Jennifer Holgate took on a daunting task when she joined the Association of Canadian Advertisers (ACA) six weeks ago as director of cross media measurement.
Holgate is not only working through creating a standardized approach with the ACA’s cross media committee and global industry associations, but she is also bringing the full range of industry stakeholders together to be part of a measurement blueprint and implementation strategy for Canada.
It’s all part of a global plan prompted by the World Federation of Advertisers (WFA) and its Framework and Technical Proposal, unveiled just over one year ago.
“Cross media measurement needs to be consistent globally,” Holgate says. “Our advertisers are global, so when we look at some of our key partners around the world – P&G, Unilever, Walmart – there is that need for consistent measurement to understand how our money is being spent and the differences in consistencies. When we bring in digital publishers, that provides them the opportunity for scale because of course, Google and Facebook are global companies, whereas our TV products would be more localized.”

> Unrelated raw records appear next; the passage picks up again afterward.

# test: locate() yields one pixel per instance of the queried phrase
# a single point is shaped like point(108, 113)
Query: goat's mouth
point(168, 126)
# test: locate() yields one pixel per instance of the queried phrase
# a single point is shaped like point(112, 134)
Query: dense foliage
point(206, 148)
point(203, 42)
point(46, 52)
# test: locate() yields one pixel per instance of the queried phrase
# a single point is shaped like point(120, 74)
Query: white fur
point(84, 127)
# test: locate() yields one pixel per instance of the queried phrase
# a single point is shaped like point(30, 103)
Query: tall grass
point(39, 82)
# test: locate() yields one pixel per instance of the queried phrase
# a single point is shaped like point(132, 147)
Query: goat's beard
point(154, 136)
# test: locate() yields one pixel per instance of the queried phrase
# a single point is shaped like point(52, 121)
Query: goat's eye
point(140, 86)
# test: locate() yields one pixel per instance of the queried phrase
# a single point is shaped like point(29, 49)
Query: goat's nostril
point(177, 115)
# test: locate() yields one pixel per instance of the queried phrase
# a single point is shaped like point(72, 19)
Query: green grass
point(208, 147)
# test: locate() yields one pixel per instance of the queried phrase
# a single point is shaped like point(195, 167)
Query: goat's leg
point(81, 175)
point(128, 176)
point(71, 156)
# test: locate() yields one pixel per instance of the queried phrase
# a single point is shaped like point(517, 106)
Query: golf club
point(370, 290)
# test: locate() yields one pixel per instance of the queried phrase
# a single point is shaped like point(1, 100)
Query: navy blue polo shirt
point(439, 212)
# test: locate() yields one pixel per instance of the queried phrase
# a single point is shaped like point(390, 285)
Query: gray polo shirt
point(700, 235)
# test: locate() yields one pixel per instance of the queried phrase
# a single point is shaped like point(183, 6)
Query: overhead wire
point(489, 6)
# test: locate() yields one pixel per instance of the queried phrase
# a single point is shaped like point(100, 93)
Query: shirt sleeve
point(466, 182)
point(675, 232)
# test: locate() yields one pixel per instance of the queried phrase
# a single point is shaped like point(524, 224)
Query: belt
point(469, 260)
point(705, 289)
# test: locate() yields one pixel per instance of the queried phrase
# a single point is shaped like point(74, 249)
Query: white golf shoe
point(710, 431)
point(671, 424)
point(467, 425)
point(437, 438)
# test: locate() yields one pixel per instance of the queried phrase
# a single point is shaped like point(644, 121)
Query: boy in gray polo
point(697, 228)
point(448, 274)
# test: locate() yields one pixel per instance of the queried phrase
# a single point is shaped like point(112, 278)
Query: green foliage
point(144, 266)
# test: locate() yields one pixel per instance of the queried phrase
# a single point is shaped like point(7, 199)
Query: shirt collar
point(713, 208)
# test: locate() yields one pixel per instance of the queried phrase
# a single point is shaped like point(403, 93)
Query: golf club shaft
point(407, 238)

Although Holgate is new to working with an association, she has experience on all sides of the industry, so she understands the need for cross media measurement. Her past positions include VP of marketing communications for Walmart Canada, as well as VP positions at Rogers Media, Starcom MediaVest and CanWest.
Since she joined ACA, the cross media measurement initiative has been moving ahead. The Association of National Advertisers (ANA) in the U.S. and ISBA, the national advertiser association in the U.K., are already applying components of the WFA plan, with changes to account for unique market differences. ISBA spent four months conducting an RFP before hiring Kantar and setting up its own consumer panel from scratch, and expects to begin a beta test at the beginning of 2023. The U.S. anticipates doing something sooner than that.
The local approach is to be a “fast follower,” building on and applying the global learnings of the other organizations, with recommendations of the ACA committee – comprised of 11 senior marketers from national advertisers – as well as considerations that are specific to Canada, such as the uniqueness of the English and French markets.
“We’re working to trying to avoid hurdles, “says Holgate. “Because we’re small and we all know each other, that’s why we generally work well together.”
The Canadian blueprint will be created following global principles that take in advertiser needs such as continuous, full lifecycle and full funnel measurement, as well as industry requirements that it be privacy safe, transparent, and have fair and objective metrics.
“It really is about measuring the reach and frequency in an unduplicated and standardized way so we can have better planning by measuring across all mediums we’re exposed to,” Holgate says. “We’re at that point that is this is something we all need to drive through. We need to have to have this happen on every side of media and for our consumer. The will is there and we’re seeing that in the conversations we have and the collaboration that’s happening both locally and globally.”